08-13-2014 00:20 BJT

Beer is becoming big business in China. As disposable income among Chinese consumers increases, so too does their willingness to pay more for a quality brew. This has helped a fledgling craft brewing industry establish itself among the big names.

Late evening in an old district of Beijing and a new trend is fizzing with action; beer.

But not just any old beer, a growing number of Chinese drinkers are now demanding more than just the well-known and common varieties.

Bars like this one are offering over two hundred imported brands, and they're now popping up all over the city.

They're fuelled by young professionals with more money to spend and increasingly sophisticated palettes to satisfy.

"I prefer beers with a malty flavour. In terms of countries, I like German or Belgian beers because their brewing techniques and flavours are really, really good," a customer called Jin Hexuan said.

"This beer I'm drinking was recommended by the manager. I like a sweet taste, so he introduced me to this one, which has a fruity flavour, more suitable for women. That's why I'm drinking it - it tastes of mango,” Luo Jing, another customer, said.

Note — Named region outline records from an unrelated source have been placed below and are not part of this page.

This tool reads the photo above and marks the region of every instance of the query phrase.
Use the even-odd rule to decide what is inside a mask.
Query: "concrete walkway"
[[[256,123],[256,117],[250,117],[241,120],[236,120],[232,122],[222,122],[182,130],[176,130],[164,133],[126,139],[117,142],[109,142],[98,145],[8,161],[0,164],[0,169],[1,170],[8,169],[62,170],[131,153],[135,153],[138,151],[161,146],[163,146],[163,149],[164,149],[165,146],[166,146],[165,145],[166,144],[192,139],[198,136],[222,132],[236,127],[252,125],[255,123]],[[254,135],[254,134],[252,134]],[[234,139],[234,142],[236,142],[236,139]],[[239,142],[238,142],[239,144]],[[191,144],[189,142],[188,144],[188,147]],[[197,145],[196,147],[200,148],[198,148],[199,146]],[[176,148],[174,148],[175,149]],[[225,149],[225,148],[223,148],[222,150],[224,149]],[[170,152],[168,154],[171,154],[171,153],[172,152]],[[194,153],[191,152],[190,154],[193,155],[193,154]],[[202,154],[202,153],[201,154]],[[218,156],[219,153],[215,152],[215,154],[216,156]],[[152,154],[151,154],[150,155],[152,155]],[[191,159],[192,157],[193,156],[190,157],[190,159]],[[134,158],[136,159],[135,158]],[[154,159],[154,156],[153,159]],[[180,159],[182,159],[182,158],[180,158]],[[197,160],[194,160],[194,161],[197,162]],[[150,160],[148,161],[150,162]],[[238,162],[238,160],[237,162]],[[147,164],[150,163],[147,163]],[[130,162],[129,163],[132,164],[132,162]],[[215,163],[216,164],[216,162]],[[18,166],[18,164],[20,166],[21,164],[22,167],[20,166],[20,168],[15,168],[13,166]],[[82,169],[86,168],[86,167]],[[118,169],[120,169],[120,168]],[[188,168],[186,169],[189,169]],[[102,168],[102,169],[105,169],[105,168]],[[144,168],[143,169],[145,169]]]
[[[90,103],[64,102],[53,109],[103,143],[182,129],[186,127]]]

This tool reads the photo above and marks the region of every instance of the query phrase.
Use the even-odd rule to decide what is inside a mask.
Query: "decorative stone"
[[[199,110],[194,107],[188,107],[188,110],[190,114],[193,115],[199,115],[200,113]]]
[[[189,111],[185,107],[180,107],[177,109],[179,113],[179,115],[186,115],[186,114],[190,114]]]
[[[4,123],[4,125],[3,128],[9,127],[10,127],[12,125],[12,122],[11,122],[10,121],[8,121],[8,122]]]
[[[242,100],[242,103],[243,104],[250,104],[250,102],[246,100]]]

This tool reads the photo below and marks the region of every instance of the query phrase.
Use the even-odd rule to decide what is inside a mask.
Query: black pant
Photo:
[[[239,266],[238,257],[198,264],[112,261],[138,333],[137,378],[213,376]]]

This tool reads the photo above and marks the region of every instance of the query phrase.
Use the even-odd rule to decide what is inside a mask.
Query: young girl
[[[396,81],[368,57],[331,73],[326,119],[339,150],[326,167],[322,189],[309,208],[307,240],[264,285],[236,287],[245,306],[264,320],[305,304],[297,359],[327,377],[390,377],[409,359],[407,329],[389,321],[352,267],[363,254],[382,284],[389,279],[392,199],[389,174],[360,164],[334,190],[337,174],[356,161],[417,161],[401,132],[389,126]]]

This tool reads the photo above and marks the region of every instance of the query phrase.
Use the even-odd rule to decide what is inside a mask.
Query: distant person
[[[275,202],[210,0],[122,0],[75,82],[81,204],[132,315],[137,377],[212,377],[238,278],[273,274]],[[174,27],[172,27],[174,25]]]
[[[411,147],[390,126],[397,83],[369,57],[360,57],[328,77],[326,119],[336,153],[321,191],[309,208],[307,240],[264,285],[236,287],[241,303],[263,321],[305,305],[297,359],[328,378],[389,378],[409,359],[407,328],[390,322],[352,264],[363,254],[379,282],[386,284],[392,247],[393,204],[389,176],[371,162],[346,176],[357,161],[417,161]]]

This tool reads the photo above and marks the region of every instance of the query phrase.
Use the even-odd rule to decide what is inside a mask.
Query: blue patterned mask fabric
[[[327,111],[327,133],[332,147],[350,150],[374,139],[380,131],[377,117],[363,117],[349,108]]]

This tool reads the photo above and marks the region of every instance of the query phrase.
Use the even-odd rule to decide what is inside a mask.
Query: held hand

This bar was opened in 2010 by Xiao Shuai.

He says he sees a bright future for interesting tipples in China.

"Because Chinese living standards are now relatively high, many locals want to try something new. Instead of Chinese lager, many people are now trying other imported beers, new textures, tastes. I think foreign beers are going to get even more popular in the future in China," Xiao Shuai said.

Beer has always been popular in China.

The country is the world's biggest beer consumer, and has been since 2003, according to a study by Japanese beer producer Kirin Holdings.

And the industry is growing fast.

Xiao Shuai says he's planning to capitalise on this growth by producing his own craft beer.

"Right now I just want to make it, not sell it. I want to create a new taste and texture. When I've perfected the technique I'll offer it to regulars for free. Once people know the brand I'll gradually start selling it," Xiao Shuai said.

But success will mean breaking into an already competitive market. This is an annual Chinese craft beer festival in Beijing.

It's here that the ancient tradition of making beer meets the space-age architecture of modern China.

It brings together many Chinese beer enthusiasts, including Hu Peiguo, a member of the Beijing Homebrewing Society. He's been making beer since 2012 and has brought five of his best to the event.

"I've always seen beer as something very diverse that comes in many different forms. So I want to make a beer with our own special Chinese-style. I don't want to copy a recipe of making beer,"  Hu Peiguo said.

Craft brewing is still a niche market in China, but it's definitely growing. Independent brewers here are hoping the industry won't lose its fizz anytime soon.